Jim Perkins, director of sales and marketing at Shell Fleet Solutions, said outside factors can also increase TCO.
“We have seen supply chain challenges and price increases likely impacting parts availability, making vehicles more expensive for fleet managers,” he said. “Labor shortages also affect every segment of the fleet industry, especially fleet operations with in-house maintenance facilities. Fleets have had to increase spending to retain and recruit technicians. We have seen limited options in finding a qualified workforce and an increased volume of available positions, posing some challenges to fleets’ overall costs and operations.”
In addition to the costs associated with a truck while it’s in service, fleets should also consider the costs of remarketing it once it’s reached its lifecycle. Although remarketing has an associated cost, that investment often results in higher work truck resale values.
Rob Slavin, senior valuation analyst at Ritchie Bros. Auctioneers, said the cost of preparing a truck for remarketing depends on the age, mileage/hours, and how well it has been maintained during its life. “I’ve seen units with over a million miles in better condition than four-year-old units with 500,000 miles,” he said.
Slavin said the following remarketing investments are likely to yield the largest returns:
- Professional cleaning and detailing.

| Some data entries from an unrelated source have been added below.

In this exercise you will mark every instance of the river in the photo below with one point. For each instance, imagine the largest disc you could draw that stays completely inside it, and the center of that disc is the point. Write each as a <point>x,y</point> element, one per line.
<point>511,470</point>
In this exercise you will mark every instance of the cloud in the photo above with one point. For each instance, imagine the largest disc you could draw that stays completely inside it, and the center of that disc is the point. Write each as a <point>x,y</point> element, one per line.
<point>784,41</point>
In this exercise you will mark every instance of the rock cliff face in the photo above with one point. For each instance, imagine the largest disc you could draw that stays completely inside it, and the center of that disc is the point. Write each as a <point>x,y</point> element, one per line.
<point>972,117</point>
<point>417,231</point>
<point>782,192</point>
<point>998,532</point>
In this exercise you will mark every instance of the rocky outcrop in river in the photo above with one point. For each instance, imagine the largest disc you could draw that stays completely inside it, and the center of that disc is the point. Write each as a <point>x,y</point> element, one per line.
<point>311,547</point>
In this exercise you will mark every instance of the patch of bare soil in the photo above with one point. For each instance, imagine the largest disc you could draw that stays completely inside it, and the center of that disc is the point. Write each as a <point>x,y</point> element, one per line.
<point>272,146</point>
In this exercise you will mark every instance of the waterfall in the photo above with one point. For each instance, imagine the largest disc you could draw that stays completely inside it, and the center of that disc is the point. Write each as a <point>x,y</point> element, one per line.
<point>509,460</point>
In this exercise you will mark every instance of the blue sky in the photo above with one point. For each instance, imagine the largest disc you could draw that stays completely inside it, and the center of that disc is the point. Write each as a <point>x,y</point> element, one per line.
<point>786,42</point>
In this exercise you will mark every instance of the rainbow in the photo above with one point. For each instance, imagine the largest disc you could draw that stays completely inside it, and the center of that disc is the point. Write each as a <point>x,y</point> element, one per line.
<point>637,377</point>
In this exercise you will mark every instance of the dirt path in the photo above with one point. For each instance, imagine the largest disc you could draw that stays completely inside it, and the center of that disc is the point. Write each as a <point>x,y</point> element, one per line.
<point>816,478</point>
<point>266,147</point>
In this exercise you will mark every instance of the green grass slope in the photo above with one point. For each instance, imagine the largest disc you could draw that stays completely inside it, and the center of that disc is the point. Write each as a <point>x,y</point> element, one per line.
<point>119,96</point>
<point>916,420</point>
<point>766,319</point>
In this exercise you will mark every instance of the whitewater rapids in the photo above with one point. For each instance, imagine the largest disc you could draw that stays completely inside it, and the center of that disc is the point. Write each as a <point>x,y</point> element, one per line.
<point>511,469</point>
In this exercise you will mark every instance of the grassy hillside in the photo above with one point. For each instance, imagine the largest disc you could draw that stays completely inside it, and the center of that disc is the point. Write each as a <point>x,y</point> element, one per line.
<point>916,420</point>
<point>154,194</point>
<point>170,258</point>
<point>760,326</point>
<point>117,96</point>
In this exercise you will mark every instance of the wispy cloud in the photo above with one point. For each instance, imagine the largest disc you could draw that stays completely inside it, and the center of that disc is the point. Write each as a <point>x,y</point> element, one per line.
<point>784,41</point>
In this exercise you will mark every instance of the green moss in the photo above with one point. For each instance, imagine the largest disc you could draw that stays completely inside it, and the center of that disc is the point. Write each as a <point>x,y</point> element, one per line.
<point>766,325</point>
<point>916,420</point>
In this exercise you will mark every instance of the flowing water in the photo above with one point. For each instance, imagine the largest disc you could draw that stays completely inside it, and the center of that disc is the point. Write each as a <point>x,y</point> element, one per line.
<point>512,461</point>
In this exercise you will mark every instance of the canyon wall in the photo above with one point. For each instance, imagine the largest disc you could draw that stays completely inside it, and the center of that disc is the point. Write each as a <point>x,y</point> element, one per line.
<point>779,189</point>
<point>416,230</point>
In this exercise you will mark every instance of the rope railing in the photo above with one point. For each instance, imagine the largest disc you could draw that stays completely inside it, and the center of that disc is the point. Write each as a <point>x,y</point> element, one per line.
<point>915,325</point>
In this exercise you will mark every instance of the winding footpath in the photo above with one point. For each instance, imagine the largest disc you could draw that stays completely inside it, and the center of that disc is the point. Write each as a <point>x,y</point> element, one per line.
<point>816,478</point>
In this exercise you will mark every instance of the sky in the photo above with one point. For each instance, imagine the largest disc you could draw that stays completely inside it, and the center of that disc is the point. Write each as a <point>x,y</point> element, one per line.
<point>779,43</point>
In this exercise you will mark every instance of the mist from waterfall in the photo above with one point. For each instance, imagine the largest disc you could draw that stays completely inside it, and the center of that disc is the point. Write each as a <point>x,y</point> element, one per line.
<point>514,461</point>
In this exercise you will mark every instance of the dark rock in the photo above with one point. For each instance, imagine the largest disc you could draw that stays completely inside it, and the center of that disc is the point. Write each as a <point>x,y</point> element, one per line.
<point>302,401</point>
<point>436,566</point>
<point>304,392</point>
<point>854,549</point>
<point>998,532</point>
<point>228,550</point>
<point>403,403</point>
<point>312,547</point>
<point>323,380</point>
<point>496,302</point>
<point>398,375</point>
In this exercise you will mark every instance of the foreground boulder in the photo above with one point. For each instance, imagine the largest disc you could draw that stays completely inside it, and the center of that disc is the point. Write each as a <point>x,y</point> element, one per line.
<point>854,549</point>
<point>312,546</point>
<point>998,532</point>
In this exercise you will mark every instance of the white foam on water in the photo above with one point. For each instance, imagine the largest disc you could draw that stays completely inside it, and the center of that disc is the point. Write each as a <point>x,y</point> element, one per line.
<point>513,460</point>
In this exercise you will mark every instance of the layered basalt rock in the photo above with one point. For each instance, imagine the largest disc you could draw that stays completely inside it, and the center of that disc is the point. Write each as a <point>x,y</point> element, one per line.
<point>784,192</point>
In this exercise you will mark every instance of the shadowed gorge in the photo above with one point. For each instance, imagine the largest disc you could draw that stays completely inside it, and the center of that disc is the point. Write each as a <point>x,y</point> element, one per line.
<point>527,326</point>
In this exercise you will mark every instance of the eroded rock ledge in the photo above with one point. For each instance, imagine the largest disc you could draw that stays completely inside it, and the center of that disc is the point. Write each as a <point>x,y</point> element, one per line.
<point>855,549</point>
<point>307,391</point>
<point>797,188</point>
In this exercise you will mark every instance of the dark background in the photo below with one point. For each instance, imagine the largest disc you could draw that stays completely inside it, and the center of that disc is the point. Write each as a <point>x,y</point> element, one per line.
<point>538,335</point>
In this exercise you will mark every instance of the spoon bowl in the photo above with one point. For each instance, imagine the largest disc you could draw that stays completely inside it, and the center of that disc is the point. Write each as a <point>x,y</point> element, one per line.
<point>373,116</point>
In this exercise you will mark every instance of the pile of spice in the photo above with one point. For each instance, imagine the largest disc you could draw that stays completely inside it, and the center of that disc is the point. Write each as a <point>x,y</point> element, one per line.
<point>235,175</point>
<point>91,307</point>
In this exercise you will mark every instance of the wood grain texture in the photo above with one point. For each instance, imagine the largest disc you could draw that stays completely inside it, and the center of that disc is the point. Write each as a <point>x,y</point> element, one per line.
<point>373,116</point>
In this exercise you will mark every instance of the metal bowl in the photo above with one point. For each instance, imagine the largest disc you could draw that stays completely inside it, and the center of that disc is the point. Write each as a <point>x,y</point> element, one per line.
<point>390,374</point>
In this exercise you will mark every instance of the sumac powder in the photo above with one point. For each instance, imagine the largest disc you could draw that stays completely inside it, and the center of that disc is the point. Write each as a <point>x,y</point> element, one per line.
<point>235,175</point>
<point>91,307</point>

Slavin estimates this to cost between $900-$1,600, depending on the number of wheels and chrome that needs to be polished.
- Engine and mechanical repairs. If any engine or mechanical repairs are needed, it’s worth making them. “You’ll want to appeal to an end-user, and generally end users don’t want a project — they want a truck that’s ready to work!” Slavin said.
- Tires. A new set of tires may cost $5,000, but Slavin said it’s worth spending the money if they need to be replaced. “That is one less thing your buyer needs to worry about,” he said.
- Exterior damage. Slavin said there is a difference between normal wear and tear, like scratches, dings, and damage. Damage is worth fixing. “As a buyer, you don’t want to see a bumper hanging, a cab extender folded over (or missing), or a broken windshield.”
- PM inspection and service. “I suggest getting a full wet-b/preventive maintenance service,” Slavin said. “This usually includes changing the oil and filters, lubing the chassis, checking fluid levels, and performing a PM inspection, which consists of checking the whole truck without tearing anything apart. This is what most dealerships do in the process of getting a truck ‘frontline’ ready, and it’s what buyers expect.”
While those costs can add up, Slavin said fleets would see a return.
“Right now, with the strength of the demand in the market, I expect to get back 100%-plus of what I put into reconditioning the truck,” he said. “Alternatively, if you bring the unit in as-is and it needs $6,000-$8,000 in reconditioning, the next buyer will likely overestimate the cost to repair and bid lower accordingly. In today’s market, certain parts are in short supply, and potential buyers may skip bidding on your unit if it’s going to take a lot of effort to get it work-ready.”
Leave Room for the Unexpected
Although there are many ways fleet managers can parse and control fleet costs, Wheels Donlen’s Ingham advised always to leave a little wiggle room for the unexpected.
“Typically, fleets do a good job accounting for their spend; however, we do like to advise that the there is always a risk for turbulence in the industry. You cannot plan for everything. Regardless of whether you’ve been in fleet for two months or 20 years, you will always encounter something no one has ever seen before,” he said. “The most successful fleet managers are the ones that constantly practice ‘good blocking and tackling,’ meaning they are always sticking to the basics.”